I can’t sleep; the sea shouts
November and the new moon
has broken into sequins.
This is not the coast
for the homecoming; no
lighthouse stands bulking against
the sky, and the city’s lounged
into groves of palm trees;
shadows heap at buildings,
like kelp to be collected by dawn.
But I still have time, a few more
hours at least, before losing
the dim orchard of night.

So I walk to the patio, the painful
softness surging in me;
before me the sea trembles like a secret
refusing to be told; better it remains
unattainable, for the sake of all
who will embark on a journey,
each on his heroic course,
sailors, fishermen, poets,
before day breaks
and everything reveals itself
to be less.

 

Author’s Note

I spent a week in the coastal city of SanYa.

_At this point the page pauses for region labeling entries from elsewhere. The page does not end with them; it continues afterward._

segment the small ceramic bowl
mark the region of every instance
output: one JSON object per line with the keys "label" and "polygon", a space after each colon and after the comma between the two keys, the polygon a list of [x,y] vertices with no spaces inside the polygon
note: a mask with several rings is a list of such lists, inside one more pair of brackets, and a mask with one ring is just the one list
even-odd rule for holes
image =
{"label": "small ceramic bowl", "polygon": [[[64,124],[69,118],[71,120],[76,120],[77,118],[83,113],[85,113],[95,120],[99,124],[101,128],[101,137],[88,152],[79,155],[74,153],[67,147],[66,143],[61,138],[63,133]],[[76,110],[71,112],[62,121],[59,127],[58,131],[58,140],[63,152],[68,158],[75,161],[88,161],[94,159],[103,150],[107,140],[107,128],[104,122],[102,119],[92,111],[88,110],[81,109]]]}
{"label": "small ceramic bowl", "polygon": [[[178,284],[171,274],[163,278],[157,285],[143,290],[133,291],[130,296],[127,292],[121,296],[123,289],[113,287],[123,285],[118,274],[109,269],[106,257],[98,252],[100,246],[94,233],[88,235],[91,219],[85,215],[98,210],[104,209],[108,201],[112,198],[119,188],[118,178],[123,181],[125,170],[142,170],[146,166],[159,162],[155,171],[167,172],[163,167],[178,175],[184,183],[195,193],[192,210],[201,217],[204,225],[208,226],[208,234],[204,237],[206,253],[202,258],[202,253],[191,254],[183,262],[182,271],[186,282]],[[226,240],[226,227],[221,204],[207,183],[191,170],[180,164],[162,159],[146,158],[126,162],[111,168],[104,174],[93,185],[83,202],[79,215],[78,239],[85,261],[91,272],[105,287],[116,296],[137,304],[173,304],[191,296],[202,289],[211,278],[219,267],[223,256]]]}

It was late autumn, the sea lied in my front yard with all its sensory details like an invitation to a place familiar yet I didn’t quite understand. I couldn’t swim, and the sea became even more mysterious. Standing on the beach, I yearned to start a journey somewhere, because I felt the elemental pull that taunted me— the sun, light autumn rain, day moon, the unfathomable blue, and waves that came beckoning. Then there were two worlds before me, one real and transient; one phenomenal but eternal, like an idea. The tension between these two fascinated me, because there wouldn’t be beauty if I chose one world over the other, no matter how eager I was to reach the other side. So this triptych of poems was largely written to respond to this despondence and yearning for the unreachable.